I'm studying Effective Java and in Item 5 of the Book, Joshua Bloch talks about the avoidance of creating unnecessary objects. An example demonstrates mutable Date objects that are never modified once their values have been computed.
Here the 'bad practice':
public Person(Date birthDate) {
this.birthDate = new Date(birthDate.getTime());
}
// DON'T DO THIS!
public boolean isBabyBoomer() {
// Unnecessary allocation of expensive object
Calendar gmtCal = Calendar.getInstance(TimeZone.getTimeZone("GMT"));
gmtCal.set(1946, Calendar.JANUARY, 1, 0, 0, 0);
Date boomStart = gmtCal.getTime();
gmtCal.set(1965, Calendar.JANUARY, 1, 0, 0, 0);
Date boomEnd = gmtCal.getTime();
return birthDate.compareTo(boomStart) >= 0
&& birthDate.compareTo(boomEnd) < 0;
}
The isBabyBoomer method unnecessarily creates a new Calendar, TimeZone, and two Date instances each time it is invoked - and that clearly makes sense to me.
And here the improved code:
public Person(Date birthDate) {
this.birthDate = new Date(birthDate.getTime());
}
/**
* The starting and ending dates of the baby boom.
*/
private static final Date BOOM_START;
private static final Date BOOM_END;
static {
Calendar gmtCal = Calendar.getInstance(TimeZone.getTimeZone("GMT"));
gmtCal.set(1946, Calendar.JANUARY, 1, 0, 0, 0);
BOOM_START = gmtCal.getTime();
gmtCal.set(1965, Calendar.JANUARY, 1, 0, 0, 0);
BOOM_END = gmtCal.getTime();
}
public boolean isBabyBoomer() {
return birthDate.compareTo(BOOM_START) >= 0
&& birthDate.compareTo(BOOM_END) < 0;
}
Calendar, TimeZone, and Date instances are created only once, when it is initialized.
Bloch explains, that this results in significant performance gains if the method isBabyBoomer()
is invoked frequently.
On his machine:
Bad Version: 32,000 ms for 10 million invocations
Improved Version: 130ms for 10 million invocations
But when I run the examples on my System the performance is exactly the same (14ms).
Is that a compiler feature that the instances are only created once ?
Edit:
Here is my benchmark:
public static void main(String[] args) {
Calendar cal = Calendar.getInstance();
cal.set(1960, Calendar.JANUARY, 1, 1, 1, 0);
Person p = new Person(cal.getTime());
long startTime = System.nanoTime();
for (int i = 0; i < 10000000; i++) {
p.isBabyBoomer();
}
long stopTime = System.nanoTime();
long elapsedTime = stopTime - startTime;
double mseconds = (double) elapsedTime / 1000000.0;
System.out.println(mseconds);
}
Cheers, Markus
Your benchmark is wrong.

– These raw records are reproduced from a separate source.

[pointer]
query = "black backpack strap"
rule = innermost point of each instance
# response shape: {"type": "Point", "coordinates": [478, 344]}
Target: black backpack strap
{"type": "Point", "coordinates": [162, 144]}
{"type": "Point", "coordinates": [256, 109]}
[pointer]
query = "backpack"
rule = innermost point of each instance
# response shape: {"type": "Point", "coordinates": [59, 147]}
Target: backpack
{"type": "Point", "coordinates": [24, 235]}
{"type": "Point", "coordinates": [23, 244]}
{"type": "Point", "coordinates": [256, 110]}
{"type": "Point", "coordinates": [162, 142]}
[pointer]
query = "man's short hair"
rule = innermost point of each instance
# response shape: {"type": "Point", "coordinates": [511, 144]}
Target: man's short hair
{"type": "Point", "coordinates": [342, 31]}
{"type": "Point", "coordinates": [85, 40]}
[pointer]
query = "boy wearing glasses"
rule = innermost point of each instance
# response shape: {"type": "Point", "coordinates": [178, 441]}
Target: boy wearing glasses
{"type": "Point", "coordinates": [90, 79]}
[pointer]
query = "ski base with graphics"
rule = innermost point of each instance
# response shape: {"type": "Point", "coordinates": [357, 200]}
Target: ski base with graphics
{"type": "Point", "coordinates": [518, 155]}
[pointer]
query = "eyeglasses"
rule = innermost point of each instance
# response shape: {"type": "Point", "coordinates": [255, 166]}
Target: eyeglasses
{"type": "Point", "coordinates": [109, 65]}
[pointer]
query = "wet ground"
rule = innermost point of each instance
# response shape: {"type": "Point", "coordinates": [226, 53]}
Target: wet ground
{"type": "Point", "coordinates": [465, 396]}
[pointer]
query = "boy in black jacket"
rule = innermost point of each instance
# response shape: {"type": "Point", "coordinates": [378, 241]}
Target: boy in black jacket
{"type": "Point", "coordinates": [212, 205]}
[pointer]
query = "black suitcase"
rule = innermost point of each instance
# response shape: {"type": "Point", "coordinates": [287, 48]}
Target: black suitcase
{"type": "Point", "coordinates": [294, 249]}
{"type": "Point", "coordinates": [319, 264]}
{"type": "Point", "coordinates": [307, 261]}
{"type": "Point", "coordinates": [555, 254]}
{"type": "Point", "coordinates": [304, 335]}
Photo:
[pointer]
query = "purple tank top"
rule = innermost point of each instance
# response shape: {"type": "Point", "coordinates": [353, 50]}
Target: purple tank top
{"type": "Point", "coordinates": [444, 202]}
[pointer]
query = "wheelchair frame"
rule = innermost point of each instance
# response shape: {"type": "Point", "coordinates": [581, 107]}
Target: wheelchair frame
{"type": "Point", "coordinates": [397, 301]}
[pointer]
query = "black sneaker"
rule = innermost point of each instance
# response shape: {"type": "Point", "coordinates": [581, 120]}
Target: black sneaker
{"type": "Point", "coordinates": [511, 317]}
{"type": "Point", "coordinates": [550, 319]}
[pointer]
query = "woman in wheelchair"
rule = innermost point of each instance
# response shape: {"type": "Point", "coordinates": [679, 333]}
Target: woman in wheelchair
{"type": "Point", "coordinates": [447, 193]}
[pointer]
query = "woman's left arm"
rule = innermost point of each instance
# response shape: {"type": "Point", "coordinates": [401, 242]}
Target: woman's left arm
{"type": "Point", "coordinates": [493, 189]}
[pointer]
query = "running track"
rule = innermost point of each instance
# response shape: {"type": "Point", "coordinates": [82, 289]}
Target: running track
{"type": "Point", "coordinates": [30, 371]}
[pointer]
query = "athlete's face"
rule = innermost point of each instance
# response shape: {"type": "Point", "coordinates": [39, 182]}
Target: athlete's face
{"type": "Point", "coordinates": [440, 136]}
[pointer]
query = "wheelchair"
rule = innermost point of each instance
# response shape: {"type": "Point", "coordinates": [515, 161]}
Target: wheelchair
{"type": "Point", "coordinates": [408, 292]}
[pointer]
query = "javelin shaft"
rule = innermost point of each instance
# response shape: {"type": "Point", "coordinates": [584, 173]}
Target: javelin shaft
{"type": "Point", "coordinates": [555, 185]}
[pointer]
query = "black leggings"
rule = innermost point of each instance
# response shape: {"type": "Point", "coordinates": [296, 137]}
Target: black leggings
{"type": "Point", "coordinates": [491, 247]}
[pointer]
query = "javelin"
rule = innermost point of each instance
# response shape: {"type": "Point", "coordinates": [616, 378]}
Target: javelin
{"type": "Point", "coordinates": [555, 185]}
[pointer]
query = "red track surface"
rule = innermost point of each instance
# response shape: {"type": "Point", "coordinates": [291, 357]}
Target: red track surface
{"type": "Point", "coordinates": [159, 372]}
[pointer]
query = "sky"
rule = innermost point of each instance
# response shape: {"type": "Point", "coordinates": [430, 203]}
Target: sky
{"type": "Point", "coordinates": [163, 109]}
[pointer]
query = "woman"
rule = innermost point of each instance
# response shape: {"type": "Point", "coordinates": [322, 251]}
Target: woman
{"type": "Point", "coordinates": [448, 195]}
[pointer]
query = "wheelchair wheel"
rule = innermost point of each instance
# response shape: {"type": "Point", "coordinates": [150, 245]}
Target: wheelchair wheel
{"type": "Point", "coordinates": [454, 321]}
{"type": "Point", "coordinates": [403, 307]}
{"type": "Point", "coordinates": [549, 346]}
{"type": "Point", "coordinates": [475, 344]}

With the newest Java 7 and a proper warmup I get a dramatic difference between the two methods:
Person::main: estimatedSeconds 1 = '8,42'
Person::main: estimatedSeconds 2 = '0,01'
Here is the full runnable code:
import java.util.Calendar;
import java.util.Date;
import java.util.TimeZone;
public class Person {
private Date birthDate;
static Date BOOM_START;
static Date BOOM_END;
public Person(Date birthDate) {
this.birthDate = new Date(birthDate.getTime());
}
static {
Calendar gmtCal = Calendar.getInstance(TimeZone.getTimeZone("GMT"));
gmtCal.set(1946, Calendar.JANUARY, 1, 0, 0, 0);
BOOM_START = gmtCal.getTime();
gmtCal.set(1965, Calendar.JANUARY, 1, 0, 0, 0);
BOOM_END = gmtCal.getTime();
}
public boolean isBabyBoomerWrong() {
// Unnecessary allocation of expensive object
Calendar gmtCal = Calendar.getInstance(TimeZone.getTimeZone("GMT"));
gmtCal.set(1946, Calendar.JANUARY, 1, 0, 0, 0);
Date boomStart = gmtCal.getTime();
gmtCal.set(1965, Calendar.JANUARY, 1, 0, 0, 0);
Date boomEnd = gmtCal.getTime();
return birthDate.compareTo(boomStart) >= 0
&& birthDate.compareTo(boomEnd) < 0;
}
public boolean isBabyBoomer() {
return birthDate.compareTo(BOOM_START) >= 0
&& birthDate.compareTo(BOOM_END) < 0;
}
public static void main(String[] args) {
Person p = new Person(new Date());
for (int i = 0; i < 10_000_000; i++) {
p.isBabyBoomerWrong();
p.isBabyBoomer();
}
long startTime = System.nanoTime();
for (int i = 0; i < 10_000_000; i++) {
p.isBabyBoomerWrong();
}
double estimatedSeconds = (System.nanoTime() - startTime) / 1000000000.0;
System.out.println(String.format("Person::main: estimatedSeconds 1 = '%.2f'", estimatedSeconds));
startTime = System.nanoTime();
for (int i = 0; i < 10_000_000; i++) {
p.isBabyBoomer();
}
estimatedSeconds = (System.nanoTime() - startTime) / 1000000000.0;
System.out.println(String.format("Person::main: estimatedSeconds 2 = '%.2f'", estimatedSeconds));
}
}
Your question turned out to be just another case of a wrong microbenchmark.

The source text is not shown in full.